Spending time alone, atop the ship's deck at night, looking skyward to pure darkness illuminated by countless stars, a gentle breeze blowing and waves gently meeting the boat's hull, I could not stop asking, "How's the serenity?" Of course I received no answer due to the question's rhetorical nature, and also I was alone. A feeling of utter insignificance pervades among such a grand body of water with a cloudless evening sky revealing the rest of the galaxy.

Aside from the boat, no sign reminded me that other humans impacted that corner of the world. It was nature and my thoughts convening without a worry in the world. There could have been worse places to be. The weights of every day life floated among the waves. I did not ponder classes, relationships, the world's conflicts, the past or the future; none of these mattered then. My thoughts dwelt solely on the situation at hand, nothing more, nothing less.

Something my dive instructor said to me struck me one evening as I gazed at the stars.
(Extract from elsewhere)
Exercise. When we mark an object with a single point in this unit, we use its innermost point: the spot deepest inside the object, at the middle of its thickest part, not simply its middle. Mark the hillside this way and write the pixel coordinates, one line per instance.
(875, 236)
He said "Every dive is a good one if you come up fine." Even if I didn't observe sharks or Manta rays, safety mattered above all else.

That lesson goes beyond diving. As long as you've got your health, there's little that you should consistently complain or worry about.

The weekend aboard the "Blue Angel" granted respite from the world's pettiness, as I sought adventure. I know it was only a brief break from depressing headlines and society's materialism, but nevertheless it was a relief to find near absolute serenity.

So while the world debates war or some other cloud dampens a personal horizon, take a moment to wander to a deserted place void of human contact, clear your thoughts and find solace with your existence.

Few experience the Great Barrier Reef, but most can find enjoyment and comfort in, as Sir Thomas More claimed it to be, the greatest pleasure of all--good health.